The rain dripped off the edge of the eaves steadily, in a pattern that seemed to pound into Cerryl’s skull. Abruptly, he stood.

“Going to get wet, are you?” asked Viental.

“It will happen sooner or later,” the youth answered, starting down the stone steps.

“Not for me,” called Viental.

Cerryl walked through the rain and the growing twilight back to the barn. Once inside his room, he pulled off the damp canvas jacket and hung it on the peg by the door.

At least inside his room, the pounding of the rain wasn’t quite so pronounced. Still, for a time Cerryl sat on the edge of his pallet, trying to ignore the splatting of the rain and the throbbing in his skull that almost kept rhythm to the patter of the rain on the side of the barn.

Tap! Tap!

Cerryl frowned, then went to the narrow door, opening it.

A broad-shouldered figure stood there, patch over one eye.

“Unc—”

“Hush!” Syodor’s hand covered Cerryl’s mouth. “Not a word. Follow me.”

“In the rain?” asked Cerryl, inadvertently massaging his forehead again, trying to relieve the dull pressure behind his eyes.

“Only safe way,” said Syodor, the water dripping off his oiled leathers, turning and slogging across the meadow grass away from the lumber barn.

Cerryl threw on his too-small canvas jacket and followed his uncle toward the line of oaks across the hill.

Crack!

A line of lightning flashed, followed by the drumroll of thunder.

Cerryl winced. The lightning—or the thunder—kept thrumming through his skull, but Syodor plunged onward, toward the ancient oaks.

“Couldn’t do this, lad, except when I knew the rain’d last. Had to do this afore long.”

Do what? Cerryl wondered but did not ask, just stepped up beside his uncle and kept walking, his boots squishing on the wet grass and soggy ground. His hair was soaked again, and rain began to ooze down his neck. He shivered, more from his headache than from the chill of the cold water seeping down his spine.

“Wish you were older, but there be a time for aught and all, and that be now . . .” The gnarled miner’s voice died away as he came to a stop under the dark oak, the last one in the line leading from Dylert’s house across the hill and overlooking the lower meadow. Syodor reached inside his oiled leathers and handed Cerryl a small oblong package—something wrapped in old mine canvas. “Brought these for you, young fellow. Don’t you be opening ’em here. Rain be spoiling them.”

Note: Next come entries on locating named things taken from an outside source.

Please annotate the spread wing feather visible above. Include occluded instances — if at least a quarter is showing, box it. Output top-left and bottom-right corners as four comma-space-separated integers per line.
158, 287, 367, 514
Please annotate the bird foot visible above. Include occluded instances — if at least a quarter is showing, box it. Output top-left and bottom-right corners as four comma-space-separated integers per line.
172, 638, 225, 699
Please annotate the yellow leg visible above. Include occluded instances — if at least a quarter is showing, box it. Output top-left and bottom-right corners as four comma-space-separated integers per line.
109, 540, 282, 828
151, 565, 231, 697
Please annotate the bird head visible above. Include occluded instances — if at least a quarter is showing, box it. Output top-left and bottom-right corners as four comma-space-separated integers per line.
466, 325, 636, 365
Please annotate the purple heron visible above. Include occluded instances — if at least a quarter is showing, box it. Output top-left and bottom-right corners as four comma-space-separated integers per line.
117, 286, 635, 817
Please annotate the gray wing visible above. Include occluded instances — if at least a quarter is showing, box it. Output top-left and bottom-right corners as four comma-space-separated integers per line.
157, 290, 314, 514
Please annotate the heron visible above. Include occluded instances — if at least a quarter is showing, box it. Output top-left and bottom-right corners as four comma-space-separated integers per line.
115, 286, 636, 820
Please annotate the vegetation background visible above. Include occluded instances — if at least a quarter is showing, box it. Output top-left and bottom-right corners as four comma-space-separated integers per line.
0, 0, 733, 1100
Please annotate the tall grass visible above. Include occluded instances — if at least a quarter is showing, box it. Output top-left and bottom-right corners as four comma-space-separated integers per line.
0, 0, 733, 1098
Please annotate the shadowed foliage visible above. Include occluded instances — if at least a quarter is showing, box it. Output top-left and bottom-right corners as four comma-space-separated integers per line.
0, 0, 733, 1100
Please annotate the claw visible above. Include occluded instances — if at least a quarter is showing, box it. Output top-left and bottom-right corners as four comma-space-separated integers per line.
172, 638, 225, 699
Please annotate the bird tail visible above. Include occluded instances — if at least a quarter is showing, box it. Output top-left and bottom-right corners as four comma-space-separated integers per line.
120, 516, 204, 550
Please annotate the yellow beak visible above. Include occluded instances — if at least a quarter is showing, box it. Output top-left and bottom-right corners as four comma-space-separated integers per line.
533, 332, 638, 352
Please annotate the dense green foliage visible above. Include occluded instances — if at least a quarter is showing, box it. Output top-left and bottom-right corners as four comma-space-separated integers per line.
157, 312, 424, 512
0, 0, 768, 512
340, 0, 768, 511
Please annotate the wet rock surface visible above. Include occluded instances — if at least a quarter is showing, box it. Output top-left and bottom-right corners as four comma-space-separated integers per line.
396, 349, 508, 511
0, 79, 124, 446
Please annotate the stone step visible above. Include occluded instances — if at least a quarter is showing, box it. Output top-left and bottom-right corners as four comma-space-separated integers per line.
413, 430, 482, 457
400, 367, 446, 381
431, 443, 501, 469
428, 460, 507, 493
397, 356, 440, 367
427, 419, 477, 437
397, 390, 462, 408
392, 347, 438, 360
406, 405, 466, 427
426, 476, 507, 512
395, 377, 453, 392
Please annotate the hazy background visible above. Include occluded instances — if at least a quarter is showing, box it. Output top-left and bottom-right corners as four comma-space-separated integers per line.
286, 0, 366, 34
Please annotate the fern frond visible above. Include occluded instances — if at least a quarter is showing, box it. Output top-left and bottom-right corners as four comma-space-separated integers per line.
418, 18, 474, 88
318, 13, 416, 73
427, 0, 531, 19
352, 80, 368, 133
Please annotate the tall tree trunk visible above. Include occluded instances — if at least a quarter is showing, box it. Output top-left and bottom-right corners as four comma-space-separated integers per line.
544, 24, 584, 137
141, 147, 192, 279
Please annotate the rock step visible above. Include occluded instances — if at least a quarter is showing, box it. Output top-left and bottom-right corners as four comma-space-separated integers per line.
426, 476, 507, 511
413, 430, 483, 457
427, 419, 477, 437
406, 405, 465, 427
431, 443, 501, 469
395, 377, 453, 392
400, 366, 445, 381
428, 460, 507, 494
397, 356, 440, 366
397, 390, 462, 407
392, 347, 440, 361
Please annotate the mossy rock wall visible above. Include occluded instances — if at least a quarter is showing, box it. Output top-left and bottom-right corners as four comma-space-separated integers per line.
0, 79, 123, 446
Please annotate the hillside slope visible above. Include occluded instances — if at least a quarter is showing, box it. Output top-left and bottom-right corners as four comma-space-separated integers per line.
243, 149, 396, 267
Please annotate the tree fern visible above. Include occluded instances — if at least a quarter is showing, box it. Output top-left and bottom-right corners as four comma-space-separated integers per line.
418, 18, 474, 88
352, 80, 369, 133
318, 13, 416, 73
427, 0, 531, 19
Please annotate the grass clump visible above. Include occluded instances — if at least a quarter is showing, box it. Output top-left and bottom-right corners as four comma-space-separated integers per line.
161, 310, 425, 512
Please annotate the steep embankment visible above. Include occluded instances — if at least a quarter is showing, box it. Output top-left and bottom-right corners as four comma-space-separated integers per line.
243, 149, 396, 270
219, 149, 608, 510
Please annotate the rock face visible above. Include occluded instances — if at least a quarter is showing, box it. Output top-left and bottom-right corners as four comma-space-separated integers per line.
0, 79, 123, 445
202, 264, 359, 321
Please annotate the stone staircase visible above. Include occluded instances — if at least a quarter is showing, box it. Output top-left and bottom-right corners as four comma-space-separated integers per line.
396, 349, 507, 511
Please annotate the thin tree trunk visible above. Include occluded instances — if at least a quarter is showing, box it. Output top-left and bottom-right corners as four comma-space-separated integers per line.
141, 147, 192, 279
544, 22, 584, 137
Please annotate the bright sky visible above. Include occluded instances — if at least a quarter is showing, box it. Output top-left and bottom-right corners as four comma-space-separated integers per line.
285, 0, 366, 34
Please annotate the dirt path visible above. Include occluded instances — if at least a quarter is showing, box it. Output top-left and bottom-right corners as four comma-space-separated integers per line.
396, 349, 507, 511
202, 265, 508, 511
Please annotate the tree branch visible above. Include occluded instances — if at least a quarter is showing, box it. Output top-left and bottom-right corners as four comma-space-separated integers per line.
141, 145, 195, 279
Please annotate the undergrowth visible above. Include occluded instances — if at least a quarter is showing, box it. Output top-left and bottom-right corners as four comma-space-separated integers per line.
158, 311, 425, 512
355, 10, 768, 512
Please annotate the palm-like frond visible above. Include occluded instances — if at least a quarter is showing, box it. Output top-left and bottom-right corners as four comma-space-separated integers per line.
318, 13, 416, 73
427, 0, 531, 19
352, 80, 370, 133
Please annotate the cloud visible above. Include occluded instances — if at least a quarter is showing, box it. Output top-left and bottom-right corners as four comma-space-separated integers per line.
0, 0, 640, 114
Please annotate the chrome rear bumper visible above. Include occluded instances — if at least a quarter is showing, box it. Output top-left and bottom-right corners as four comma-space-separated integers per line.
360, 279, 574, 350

“What . . . are they?” Cerryl could sense the faintest of white glows, even beneath the canvas.

“Books, your da’s books. Wish I could have taught you letters.” Syodor shrugged. “Best no one knew you lived, and we feared anyone knew letters’d tell the mages. They might have come for you.”

Even as he wiped water away from his eyes, Cerryl kept his face calm, ignoring the headache as well. Finally, he asked, “Uncle, you never told me. What happened to my da? And mother?”

“The white mages killed your da . . . with their magic. They sent the lancers after your ma. She finally went to ’em. That was after you were safe with us.” Syodor peered out from under the oiled leather hood. “Figured they knew about her, she did, but not about you. You were but a mite then, fit in my hand.”

“But why?” Cerryl swallowed. “What did he do?”

“Your da . . . I don’t know . . .’cept your ma, she told Nall that he took some books ’cause no one would teach him. That he wanted to learn how to be a real mage, not a rock mage nor a hedge mage. He learned his letters somewhere. Never did say where.” The miner looked away from Cerryl and downhill toward the damp clay of the road from the mines.